You look at him, study his face. You look at the curve of his lips and the bend of his neck, the line of his cheekbones and arch of his eyelashes. You loved that, once, you think. Could you love that again? You ask yourself what you want to do—not what you would have done, once upon a time and a lifetime ago, but what you want to do now.
The answer is surprisingly easy. It comes from the part of you that remembers how to ride a bike, to play the piano, to walk, talk, eat, drink, breathe. The part of you the amnesia could not touch but you cannot touch either. You want to kiss the corner of that soft mouth, kiss away the unhappiness and the loneliness and make him smile like he did at the party, as if this was a perfect moment that nothing could ever erase. You are pretty sure actually doing it would be a mistake, but you also think that Yelina was right: maybe you remember more of him than you think you do.
“I think that would be a good idea,” you say. The words feel like they are coming from very far away. “But I want to date as if—you were starting over. As if I was someone new.”
“Okay,” he says, looking at you at last. His eyes are huge and full of hope and the urge to kiss him is worse than ever. “I can do that. I mean—I want to do that.”
You are not lying when you say, “I want to do that too.”
“Would you like some dinner?” he asks shyly. “I mean—I know its short notice but if you haven’t eaten yet, I haven’t eaten yet either, so…”
“I’d like that,” you tell him. “And maybe a movie afterwards. Just to stick to the classics, you know.”
He smiles at you then, and if it’s a wobblier and less sure smile than the want you want to see, it’s a start.
*
Sometimes you wonder if maybe it’d be better, if it’d have been easier for you to just up and move away and start over—you can’t remember having ever seen your twin sister before, or even that you ever had a twin; you can’t recognize your best friend and don’t recall having ever slept with your boyfriend; you don’t even remember that you ever had parents let alone where they live and why June 6 is their special day. Maybe it’d be easier, you think, to just give up on the past and move on. Find someone who doesn’t see someone you don’t know reflected in your face, meet people who don’t know who you used to be and doesn’t care. It’s got to be easier than living with your own ghost.

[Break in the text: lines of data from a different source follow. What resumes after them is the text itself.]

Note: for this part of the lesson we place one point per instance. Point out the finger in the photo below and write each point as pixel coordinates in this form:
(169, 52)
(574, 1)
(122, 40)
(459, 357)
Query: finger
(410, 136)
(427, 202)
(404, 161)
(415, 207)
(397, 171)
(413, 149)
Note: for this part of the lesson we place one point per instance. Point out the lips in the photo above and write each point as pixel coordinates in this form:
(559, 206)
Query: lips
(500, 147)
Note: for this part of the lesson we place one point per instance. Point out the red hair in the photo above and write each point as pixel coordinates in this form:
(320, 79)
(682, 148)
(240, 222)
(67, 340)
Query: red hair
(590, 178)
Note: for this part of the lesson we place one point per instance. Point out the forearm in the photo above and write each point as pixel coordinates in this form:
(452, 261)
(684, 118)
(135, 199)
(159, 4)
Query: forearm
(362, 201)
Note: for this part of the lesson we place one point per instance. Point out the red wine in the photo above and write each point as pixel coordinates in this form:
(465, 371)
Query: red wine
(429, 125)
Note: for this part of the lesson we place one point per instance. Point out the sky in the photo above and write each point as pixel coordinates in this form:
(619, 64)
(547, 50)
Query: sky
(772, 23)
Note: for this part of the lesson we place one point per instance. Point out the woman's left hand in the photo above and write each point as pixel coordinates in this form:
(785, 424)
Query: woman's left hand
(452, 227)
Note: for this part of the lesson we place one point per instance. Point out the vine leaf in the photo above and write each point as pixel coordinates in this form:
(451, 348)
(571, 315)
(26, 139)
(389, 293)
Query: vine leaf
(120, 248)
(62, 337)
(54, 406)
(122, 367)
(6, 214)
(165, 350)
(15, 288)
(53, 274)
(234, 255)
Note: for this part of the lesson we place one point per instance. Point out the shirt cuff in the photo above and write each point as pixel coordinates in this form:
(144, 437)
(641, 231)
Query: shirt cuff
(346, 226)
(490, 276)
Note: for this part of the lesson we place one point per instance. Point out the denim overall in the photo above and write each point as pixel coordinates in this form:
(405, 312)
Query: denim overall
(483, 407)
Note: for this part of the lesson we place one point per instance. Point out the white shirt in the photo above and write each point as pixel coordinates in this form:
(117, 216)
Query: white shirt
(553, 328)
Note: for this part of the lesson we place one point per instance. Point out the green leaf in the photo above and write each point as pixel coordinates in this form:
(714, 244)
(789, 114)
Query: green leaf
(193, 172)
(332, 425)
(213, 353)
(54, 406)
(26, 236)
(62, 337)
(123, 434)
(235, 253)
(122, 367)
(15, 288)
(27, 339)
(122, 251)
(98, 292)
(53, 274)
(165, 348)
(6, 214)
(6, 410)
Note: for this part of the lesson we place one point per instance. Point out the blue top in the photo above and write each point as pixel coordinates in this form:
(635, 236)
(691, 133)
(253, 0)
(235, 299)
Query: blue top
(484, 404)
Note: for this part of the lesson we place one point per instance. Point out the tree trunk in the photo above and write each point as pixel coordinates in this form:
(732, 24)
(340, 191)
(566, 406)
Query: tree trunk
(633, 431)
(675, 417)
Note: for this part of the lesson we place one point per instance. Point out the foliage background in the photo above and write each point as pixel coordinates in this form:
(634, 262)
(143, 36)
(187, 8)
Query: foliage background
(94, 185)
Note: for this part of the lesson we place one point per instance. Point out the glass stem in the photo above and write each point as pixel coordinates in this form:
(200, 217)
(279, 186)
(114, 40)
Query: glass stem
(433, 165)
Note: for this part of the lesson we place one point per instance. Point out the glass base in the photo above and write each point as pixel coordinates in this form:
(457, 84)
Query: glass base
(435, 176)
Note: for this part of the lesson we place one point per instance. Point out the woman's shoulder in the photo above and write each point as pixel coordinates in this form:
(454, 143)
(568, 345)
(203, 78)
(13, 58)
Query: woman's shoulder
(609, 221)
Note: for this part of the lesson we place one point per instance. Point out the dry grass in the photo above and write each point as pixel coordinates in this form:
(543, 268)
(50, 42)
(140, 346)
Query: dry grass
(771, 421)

But then sometimes—sometimes you get flashes. Plotting the adventures of the Fifty-first Pony Brigade against the evil Megatrons of Megasteroid 5, dodging their mega-lasers of doom. Someone big and warm hugging you in the dark while thunder booms overhead and the rain drums like armies marching over your roof. The press and slide of another body against yours and a name that’s on the tip of your tongue when you wake up soaked in sweat and aching hard.
And then you think, all these people, they know you don’t know them and don’t know if you ever will, but they’re still here. How can you give up when no one else will?
So you stick around, and you fall in love with your best friend all over again, and you relearn all your sister’s favorite restaurants and cafes and make new favorites for yourself, and you make sure to mark June 6 on your calendar and buy a present for the people who are your parents, every year.
You’re not the same person you used to be. Maybe this is as good as it’s going to get. And it’s easier than you thought it would be. Because they’re all still here, and so are you.